Nadav Lapid crafts a stark, unsettling portrait of artistic compromise and the quiet violence of complicity.
To paraphrase the title of Nadav Lapid’s scathing satire: Yes, the Israeli director avoids the moral cesspool that ultimately swallows up the venal protagonist. The latter is a financially struggling jazz musician named Y. (Ariel Bronz). In the wake of the October 7 Hamas attacks, the broke Tel Aviv artist gets an offer seemingly too good to refuse. Avinoam, a bizarre PR agent whose face occasionally transforms into a video screen, asks him to compose a new national anthem for Israel. The effort is funded by a Russian billionaire (Aleksei Serebryakov) and would end Y’s financial worries while transforming him into a national – or rather: nationalist – icon.
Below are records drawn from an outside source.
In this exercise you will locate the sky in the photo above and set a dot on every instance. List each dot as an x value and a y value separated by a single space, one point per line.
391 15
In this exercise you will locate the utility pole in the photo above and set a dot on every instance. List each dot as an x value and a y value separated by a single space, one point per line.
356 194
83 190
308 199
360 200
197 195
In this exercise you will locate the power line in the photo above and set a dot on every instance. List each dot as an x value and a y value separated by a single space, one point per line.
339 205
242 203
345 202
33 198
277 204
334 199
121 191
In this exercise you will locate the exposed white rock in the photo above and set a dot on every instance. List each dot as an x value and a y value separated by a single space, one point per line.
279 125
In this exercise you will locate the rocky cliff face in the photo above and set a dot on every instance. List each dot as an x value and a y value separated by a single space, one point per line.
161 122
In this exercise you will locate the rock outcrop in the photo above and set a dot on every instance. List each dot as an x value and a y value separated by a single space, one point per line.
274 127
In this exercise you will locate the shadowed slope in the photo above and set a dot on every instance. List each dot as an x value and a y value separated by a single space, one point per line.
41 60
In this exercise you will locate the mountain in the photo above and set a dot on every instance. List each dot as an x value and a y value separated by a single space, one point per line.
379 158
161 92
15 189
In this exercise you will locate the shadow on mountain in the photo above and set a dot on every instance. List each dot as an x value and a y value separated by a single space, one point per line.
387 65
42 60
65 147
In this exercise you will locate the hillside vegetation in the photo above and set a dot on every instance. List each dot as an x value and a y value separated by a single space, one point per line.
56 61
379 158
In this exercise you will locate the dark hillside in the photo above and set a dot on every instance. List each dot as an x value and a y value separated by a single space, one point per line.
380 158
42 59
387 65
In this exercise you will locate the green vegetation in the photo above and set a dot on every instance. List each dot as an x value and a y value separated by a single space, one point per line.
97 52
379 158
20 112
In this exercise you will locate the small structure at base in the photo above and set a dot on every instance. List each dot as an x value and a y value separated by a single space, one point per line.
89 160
Y has his ethical qualms, but these are promptly extinguished by the pecuniary prospects: No more of the vulgar cabaret acts he and his dancer wife Yasmine (Efrat Dor) perform for the Israeli elite to make ends meet. Both say “yes!” to the devilish deal which predictably becomes a moral slippery slope. Initially reluctant, Y. quickly submits to the seductive choreography of power. With each symbolic gesture – dyeing his hair blond, costuming himself in ever more flamboyant theatrical garb – he stages his own ideological capitulation. The national anthem he composes emerges as an operatic manifesto of exclusion, imbued with fascistic aesthetics and jingoistic language.
Throughout, iPhone alerts and harrowing sound design – screams, explosions, news announcements – puncture the bizarre degradation of their lives. These violent disruptions remind viewers of the war-ravaged reality looming just beyond the city’s bubble. The visuals cut with surgical irony. Stark, over-lit spaces pulse with theatrical artifice, stripping scenes of naturalism. Characters lurch through rigid tableaux, choreographed like state-sanctioned puppets in airless and antiseptic settings. Colors clash or vanish, reflecting a world where repetition and performance erode meaning. The aesthetic is not decoration but an overemphasized indictment: a cinematic world that exposes its own manipulation to mirror the very same process.
Lapid dissects Y.’s transformation with self-serving smugness. This palpable awareness of his own moral superiority somewhat undermines the ideological critique of art as a mouthpiece of state violence. Instead of confronting the numbing pressure of economic hardship, Lapid ridicules it. Poverty seems almost absurdist. The protagonist’s choice between precarious autonomy and corrupted complicity is simplified as one between excess, both politically and personally, and slight discomfort. The lack of any existential threat robs Y of psychological ambivalence, and his highly symbolic dilemma of ethical nuances. Attempts to add historical complexity by confronting the collective trauma haunting the Israeli psyche come off as rather heavy-handed.
Lapid’s strength lies clearly in exposing the grotesque extremes of propaganda, and highlighting how state-sanctioned violence can creep into the very fabric of culture. His furious allegory boasts theatrical excess. Unfolding in three acts, Yes! charts both the protagonist Y.’s collapse and the moral unraveling of a nation enthralled by its own ideology. The film’s title becomes a grim chorus. Each affirmation marks the erosion of conscience, the seduction of ease over ethics. In its best moments, it lashes out at the hypocrisies of power and interrogates the artistic urge to surrender principle for visibility and trade critique for access.